Your crashes are graphics card related, so if changing graphics cards, clean installing Windows, and temperature monitoring do not help, it is likely the motherboard at fault. Other causes could be power supply, memory, or your monitor. Have you tried a different power supply? What about running with different RAM? Different monitor?
Before you proceed with the following, answer these two questions: Are you still under warranty? Does your warranty allow you to open up the machine to check hardware?
If you are unsure of the answers to these questions, contact your system manufacturer. WARNING: The steps that follow can void your warranty!!!
Strip down your system to run only the bare essentials: one RAM module, the CPU, motherboard, one hard disk, one graphics card (or use onboard graphics if you have it), keyboard, mouse, and one monitor. See how the system behaves by running Windows for twice as long as it typically takes for you to get a crash. If it is stable, add one piece of hardware back at a time until you get crashes again. Take notes of what hardware you add and how the system responds to the hardware changes. As you add and remove hardware, follow these steps for ESD safety:
- Shut down and turn off your computer.
- Unplug all power supplies to the computer (AC Power then battery for laptops, AC power for desktops)
- Hold down the power button for 30 seconds to close the circuit and ensure all power drains from components.
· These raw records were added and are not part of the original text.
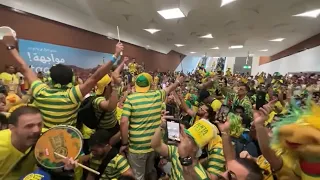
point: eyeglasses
(231, 176)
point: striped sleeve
(96, 103)
(127, 108)
(36, 87)
(75, 94)
(216, 161)
(122, 164)
(172, 151)
(162, 95)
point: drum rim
(57, 127)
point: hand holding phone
(173, 129)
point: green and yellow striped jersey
(144, 113)
(58, 106)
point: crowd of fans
(132, 107)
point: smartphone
(223, 114)
(261, 99)
(173, 130)
(171, 109)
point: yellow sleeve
(36, 87)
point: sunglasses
(231, 176)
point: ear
(11, 127)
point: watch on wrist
(125, 144)
(11, 47)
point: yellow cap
(202, 132)
(105, 81)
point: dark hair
(15, 115)
(239, 107)
(61, 74)
(126, 178)
(3, 119)
(100, 137)
(246, 86)
(255, 172)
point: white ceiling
(245, 22)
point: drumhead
(65, 140)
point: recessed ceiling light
(171, 13)
(277, 40)
(225, 2)
(236, 47)
(179, 45)
(209, 36)
(152, 31)
(313, 14)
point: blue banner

- Make sure you are grounded by using proper grounding techniques, i.e. work on an anti-static workbench, anti-static desk, or an anti-static pad. Hold something metallic while touching it to the anti-static surface, or use an anti-static wristband to attach to the anti-static material while working. If you do not have an anti-static workbench, desk, or pad, you can use your computer tower/case by finding a metal hold in it, such as a drive bay.
Once these steps have been followed, it is safe to remove and replace components within your computer.